If SAM’s border behaviour matched the Spectrum, the border colour should be bright white (colour 127, since the top bit is not used) everywhere except to the right of the main screen where the colour bleeds from the main screen. To the left of the main screen the colour is actually off-white (colour 120), which matches the right-most attribute on the scanline — bright white paper with black ink is 01111000 binary, 120 decimal.

To test the right-most attribute observation with the lower border I added a bright white paper with white ink (01111000 binary, 127 decimal) block to the bottom right of the screen. As expected this caused the lower and upper border to be coloured bright white. So during the border areas SAM was returning the last attribute value fetched to draw the main screen area.

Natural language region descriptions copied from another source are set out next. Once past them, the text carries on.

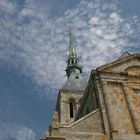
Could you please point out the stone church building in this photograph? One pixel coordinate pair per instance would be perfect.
(106, 107)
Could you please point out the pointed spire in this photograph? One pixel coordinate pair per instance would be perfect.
(72, 62)
(72, 50)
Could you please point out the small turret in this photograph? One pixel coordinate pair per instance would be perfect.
(72, 62)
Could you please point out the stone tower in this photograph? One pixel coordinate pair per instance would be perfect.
(71, 93)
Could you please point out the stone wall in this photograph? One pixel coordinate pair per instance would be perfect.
(83, 129)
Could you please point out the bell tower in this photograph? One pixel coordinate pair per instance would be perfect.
(70, 95)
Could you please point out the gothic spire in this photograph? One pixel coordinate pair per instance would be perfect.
(72, 62)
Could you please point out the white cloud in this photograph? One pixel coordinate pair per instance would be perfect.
(38, 45)
(16, 132)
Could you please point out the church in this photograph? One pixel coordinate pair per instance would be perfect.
(106, 107)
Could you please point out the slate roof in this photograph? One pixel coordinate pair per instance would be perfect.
(75, 82)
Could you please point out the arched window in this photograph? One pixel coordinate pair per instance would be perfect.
(72, 107)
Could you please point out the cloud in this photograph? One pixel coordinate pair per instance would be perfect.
(9, 131)
(38, 45)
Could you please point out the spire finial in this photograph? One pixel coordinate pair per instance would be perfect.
(72, 62)
(72, 50)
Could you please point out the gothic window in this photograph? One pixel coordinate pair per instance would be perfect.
(72, 107)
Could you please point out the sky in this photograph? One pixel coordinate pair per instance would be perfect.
(34, 40)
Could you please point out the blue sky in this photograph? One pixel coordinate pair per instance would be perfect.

As a further test I coloured the screen attributes red, set the screen-off bit to disable the display, coloured the screen attributes green, then read from the ATTR port. As expected the port returned the red colour, since that was the last screen byte the ASIC read when drawing the display. Here’s the BASIC code for the test:

10 PAPER 2 : BORDER 2 : MODE 4
20 BORDER 4 : OUT 254,132 : PAPER 4 : CLS
30 PAUSE 5 : PRINT IN 255 : REM should be 34 for red
40 BORDER 0

Once the port behaviour was understood the SimCoupe implementation could be enhanced. When the port is read it uses the current raster position to determine the last on-screen location that the ASIC would have read, and the memory address of the screen data (which depends on the current screen mode). The existing mode-change ASIC artefact implementation did a lot of this already so the same code could be re-used.

An additional complication is the value returned when the display is disabled, which may no longer be part of the current display. It requires the ATTR value to be determined when the screen goes from enabled to disabled, giving a value to return for as long as the screen remains disabled.

The test program and source code are available for download (9K). Pressing the NMI button returns you to basic, allowing the screen mode/contents to be changed to see different patterns. It won’t work in SimCoupe 1.0, so you’ll need to wait until the next release.